Sans doute, c’est la liberté qui fait la responsabilité ; sur ce point, pas de débat. La question maintenant est de savoir si la responsabilité est exclusivement personnelle et limitée à l’auteur du péché lui-même, ou si elle peut être contagieuse et héréditaire. Voici les raisons que donne M. Guizot, après bien d’autres théologiens, en faveur du péché originel. Tous les peuples ont eu l’idée d’un âge d’or, d’un état primitif de parfaite paix et de parfaite innocence : n’est-ce point là le sentiment secret et comme le souvenir de l’état dans lequel ont été créés nos premiers parents ? La transmission héréditaire des conséquences du péché est un fait qui s’accomplit tous les jours sous nos yeux. Entre l’innocence première et la première faute, il y a un abîme dont nul ne peut sonder la profondeur. Qui peut dire quelle révolution profonde la première faute a apportée dans le monde ? On se plaint du péché originel ; mais que l’on pousse donc plus loin l’objection, et que l’on se plaigne du mal en général et de la manière inique dont il est réparti parmi les hommes. Voilà ce qui condamnerait la Providence, si la doctrine du péché originel ne nous autorisait à rejeter la responsabilité de Dieu sur l’homme. Le péché originel n’a rien d’étrange ni d’obscur, car c’est un fait d’expérience que tous les jours le péché se transmet par contagion.

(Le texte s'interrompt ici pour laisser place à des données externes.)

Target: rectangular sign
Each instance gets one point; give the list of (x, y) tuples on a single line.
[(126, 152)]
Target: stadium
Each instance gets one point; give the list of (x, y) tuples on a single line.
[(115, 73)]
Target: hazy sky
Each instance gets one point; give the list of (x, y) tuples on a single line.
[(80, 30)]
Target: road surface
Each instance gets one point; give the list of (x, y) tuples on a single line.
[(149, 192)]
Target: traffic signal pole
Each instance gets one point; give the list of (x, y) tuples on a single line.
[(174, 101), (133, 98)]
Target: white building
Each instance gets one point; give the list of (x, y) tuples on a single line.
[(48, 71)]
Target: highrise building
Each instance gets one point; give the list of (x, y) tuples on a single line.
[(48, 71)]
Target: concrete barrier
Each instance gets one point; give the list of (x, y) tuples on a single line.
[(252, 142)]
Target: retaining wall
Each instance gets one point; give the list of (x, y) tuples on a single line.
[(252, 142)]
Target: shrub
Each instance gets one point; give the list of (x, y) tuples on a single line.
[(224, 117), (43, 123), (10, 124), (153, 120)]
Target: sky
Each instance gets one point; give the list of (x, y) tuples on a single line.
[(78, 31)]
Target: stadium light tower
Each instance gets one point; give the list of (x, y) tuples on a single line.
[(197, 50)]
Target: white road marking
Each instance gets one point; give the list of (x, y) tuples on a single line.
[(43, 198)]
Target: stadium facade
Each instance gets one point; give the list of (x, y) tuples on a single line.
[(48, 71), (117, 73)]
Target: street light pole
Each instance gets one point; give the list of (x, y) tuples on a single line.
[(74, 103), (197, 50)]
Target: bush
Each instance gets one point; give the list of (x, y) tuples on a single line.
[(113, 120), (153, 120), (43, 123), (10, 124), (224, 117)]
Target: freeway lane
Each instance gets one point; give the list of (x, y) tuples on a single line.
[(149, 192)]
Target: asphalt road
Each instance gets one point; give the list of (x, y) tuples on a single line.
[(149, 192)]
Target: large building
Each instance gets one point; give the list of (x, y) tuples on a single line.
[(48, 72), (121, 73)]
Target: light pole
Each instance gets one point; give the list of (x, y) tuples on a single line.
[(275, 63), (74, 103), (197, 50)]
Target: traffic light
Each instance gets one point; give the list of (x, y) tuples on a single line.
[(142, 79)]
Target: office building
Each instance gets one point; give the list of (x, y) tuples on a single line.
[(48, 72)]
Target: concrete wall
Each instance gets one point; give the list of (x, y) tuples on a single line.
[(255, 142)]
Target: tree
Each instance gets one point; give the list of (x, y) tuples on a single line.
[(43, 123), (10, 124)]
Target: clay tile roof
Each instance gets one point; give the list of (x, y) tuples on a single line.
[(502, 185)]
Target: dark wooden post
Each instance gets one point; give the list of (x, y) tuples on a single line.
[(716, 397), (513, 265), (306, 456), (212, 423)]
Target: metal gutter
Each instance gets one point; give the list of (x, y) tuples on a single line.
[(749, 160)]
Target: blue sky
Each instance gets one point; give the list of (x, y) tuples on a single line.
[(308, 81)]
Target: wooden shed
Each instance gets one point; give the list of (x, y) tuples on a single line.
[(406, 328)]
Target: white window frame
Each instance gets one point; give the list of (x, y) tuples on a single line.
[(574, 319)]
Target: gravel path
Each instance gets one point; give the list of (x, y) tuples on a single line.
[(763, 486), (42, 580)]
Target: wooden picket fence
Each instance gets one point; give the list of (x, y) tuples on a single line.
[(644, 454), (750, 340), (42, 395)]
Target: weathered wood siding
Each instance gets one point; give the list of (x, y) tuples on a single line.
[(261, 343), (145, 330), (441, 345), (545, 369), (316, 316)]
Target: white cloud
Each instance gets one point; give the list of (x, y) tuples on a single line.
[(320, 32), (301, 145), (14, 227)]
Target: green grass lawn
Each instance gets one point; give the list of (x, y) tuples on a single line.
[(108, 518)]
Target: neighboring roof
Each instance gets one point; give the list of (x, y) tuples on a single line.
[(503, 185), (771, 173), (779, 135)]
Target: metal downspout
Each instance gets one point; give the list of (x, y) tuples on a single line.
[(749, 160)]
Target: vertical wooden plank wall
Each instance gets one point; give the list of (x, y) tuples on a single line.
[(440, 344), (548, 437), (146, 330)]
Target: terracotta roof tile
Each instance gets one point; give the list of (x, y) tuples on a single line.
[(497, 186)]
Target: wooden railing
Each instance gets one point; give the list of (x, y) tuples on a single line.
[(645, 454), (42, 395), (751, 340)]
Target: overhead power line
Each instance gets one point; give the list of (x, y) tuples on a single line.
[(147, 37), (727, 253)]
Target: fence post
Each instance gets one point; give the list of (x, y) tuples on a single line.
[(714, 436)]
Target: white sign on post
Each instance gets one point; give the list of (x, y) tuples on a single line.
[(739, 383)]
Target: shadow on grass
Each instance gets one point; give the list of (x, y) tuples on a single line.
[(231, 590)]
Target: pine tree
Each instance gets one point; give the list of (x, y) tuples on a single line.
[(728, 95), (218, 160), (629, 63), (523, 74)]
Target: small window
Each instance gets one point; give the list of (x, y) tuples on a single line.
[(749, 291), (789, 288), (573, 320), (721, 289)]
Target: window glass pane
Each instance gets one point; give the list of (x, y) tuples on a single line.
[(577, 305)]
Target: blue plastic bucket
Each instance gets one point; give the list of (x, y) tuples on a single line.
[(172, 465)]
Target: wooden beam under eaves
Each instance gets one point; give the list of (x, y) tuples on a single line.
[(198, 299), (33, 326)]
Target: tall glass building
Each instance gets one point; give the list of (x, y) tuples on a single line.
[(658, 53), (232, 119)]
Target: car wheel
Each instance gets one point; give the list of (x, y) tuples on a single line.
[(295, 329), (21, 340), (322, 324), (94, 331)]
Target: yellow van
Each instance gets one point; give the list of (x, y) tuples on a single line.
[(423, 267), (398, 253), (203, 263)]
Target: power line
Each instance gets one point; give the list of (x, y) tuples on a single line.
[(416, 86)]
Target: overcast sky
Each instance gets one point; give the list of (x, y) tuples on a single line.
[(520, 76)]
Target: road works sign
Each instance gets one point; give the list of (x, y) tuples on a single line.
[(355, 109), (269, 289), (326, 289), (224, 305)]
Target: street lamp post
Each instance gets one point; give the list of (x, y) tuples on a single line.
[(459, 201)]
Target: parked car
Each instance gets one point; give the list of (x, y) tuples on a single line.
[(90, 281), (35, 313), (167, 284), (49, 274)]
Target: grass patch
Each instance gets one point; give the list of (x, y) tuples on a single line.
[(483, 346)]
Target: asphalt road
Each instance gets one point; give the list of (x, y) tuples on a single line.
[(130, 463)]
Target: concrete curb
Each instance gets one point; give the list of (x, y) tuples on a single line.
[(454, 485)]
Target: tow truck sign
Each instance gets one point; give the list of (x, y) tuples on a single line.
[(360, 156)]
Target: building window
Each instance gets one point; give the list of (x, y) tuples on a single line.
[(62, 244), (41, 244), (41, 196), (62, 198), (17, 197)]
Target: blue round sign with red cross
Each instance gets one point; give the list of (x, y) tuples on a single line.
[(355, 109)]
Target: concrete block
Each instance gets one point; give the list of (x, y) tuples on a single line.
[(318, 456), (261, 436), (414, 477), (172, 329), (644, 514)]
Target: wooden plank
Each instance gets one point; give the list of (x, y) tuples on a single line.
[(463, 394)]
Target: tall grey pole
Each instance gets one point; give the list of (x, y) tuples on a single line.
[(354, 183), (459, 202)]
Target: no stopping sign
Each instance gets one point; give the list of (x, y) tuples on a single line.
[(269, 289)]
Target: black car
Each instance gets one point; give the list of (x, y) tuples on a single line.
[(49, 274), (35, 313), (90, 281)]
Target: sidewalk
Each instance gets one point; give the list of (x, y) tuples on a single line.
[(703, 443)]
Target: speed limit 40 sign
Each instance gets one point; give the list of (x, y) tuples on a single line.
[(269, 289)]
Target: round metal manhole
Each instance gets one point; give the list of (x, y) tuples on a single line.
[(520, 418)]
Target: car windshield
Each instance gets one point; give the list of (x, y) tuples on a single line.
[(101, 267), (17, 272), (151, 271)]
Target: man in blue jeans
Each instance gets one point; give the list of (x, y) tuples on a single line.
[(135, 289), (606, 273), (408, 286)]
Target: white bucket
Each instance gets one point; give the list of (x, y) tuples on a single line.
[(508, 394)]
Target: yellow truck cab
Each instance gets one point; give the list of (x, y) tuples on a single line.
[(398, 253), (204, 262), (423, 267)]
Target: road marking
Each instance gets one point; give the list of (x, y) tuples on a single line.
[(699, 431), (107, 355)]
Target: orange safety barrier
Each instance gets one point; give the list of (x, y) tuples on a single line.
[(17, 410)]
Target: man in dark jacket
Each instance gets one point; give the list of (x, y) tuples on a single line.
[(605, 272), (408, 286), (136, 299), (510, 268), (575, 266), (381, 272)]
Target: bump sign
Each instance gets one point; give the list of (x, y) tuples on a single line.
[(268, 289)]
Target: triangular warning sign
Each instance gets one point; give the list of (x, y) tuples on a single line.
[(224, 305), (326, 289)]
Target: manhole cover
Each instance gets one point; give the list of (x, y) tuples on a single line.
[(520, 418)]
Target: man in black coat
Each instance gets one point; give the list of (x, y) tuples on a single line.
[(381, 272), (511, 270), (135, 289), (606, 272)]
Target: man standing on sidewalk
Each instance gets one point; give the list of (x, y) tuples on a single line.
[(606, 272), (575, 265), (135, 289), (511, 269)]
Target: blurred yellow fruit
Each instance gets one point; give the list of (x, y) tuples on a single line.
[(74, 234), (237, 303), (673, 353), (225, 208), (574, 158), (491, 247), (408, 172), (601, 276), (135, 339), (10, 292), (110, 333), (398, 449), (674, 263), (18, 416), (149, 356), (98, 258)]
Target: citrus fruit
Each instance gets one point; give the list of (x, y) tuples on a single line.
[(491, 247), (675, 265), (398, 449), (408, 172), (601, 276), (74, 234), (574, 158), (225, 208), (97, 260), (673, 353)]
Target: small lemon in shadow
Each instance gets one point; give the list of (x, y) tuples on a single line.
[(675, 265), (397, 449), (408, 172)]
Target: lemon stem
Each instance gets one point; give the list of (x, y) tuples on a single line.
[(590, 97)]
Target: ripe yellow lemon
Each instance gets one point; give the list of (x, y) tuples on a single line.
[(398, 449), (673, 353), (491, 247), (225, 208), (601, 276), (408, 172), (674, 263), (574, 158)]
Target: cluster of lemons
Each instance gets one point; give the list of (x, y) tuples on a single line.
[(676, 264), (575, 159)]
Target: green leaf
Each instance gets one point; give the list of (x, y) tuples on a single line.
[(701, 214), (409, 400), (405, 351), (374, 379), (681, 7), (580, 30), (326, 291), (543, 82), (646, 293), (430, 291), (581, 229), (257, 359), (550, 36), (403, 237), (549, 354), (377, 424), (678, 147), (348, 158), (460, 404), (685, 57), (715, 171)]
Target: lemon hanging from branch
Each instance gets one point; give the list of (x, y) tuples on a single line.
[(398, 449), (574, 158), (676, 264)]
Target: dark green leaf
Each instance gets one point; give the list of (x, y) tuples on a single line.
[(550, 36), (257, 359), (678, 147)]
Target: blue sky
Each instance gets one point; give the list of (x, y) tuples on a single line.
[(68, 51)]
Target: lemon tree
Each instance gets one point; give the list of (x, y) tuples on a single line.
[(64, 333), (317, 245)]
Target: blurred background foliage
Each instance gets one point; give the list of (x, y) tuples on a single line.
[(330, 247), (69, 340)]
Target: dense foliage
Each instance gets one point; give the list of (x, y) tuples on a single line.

Le christianisme explique le mal. Donne-t-il le remède ? Ce remède, c’est Dieu fait homme. Les textes théologiques mis à part, voici les raisons de M. Guizot en faveur de l’incarnation. Toutes les religions ont cru à l’incarnation de Dieu dans l’homme40 : ce n’est pas que toutes ces incarnations soient vraies ; mais elles prouvent la tendance de l’humanité à voir et à sentir Dieu en elle. L’homme lui-même n’est-il pas une incarnation divine ? L’incarnation est donc possible. Maintenant elle est vraie, car la révolution opérée par Jésus-Christ n’est comparable à aucune révolution humaine. Il a changé le monde ; il a régénéré l’âme humaine. En même temps que l’incarnation témoigne de la puissance divine, la rédemption témoigne de la bonté de Dieu. Le péché exige l’expiation ; mais est-il nécessaire que l’expiation soit individuelle ? Dans tous les temps, on a cru à la réversibilité du dévouement, et souvent des victimes innocentes se sont offertes pour sauver les coupables. Ce sentiment mal entendu a entraîné souvent des conséquences odieuses, les sacrifices humains sont une de ces conséquences ; pourquoi cependant le sacrifice volontaire de l’innocent pour le coupable n’aurait-il pas une vertu qui nous échappe ? La solidarité humaine a des secrets que nous ignorons. C’est sur ce sentiment universel de l’humanité qu’est fondé le grand mystère de la rédemption, Dieu s’étant payé à lui-même par un sacrifice volontaire la rançon du péché des hommes.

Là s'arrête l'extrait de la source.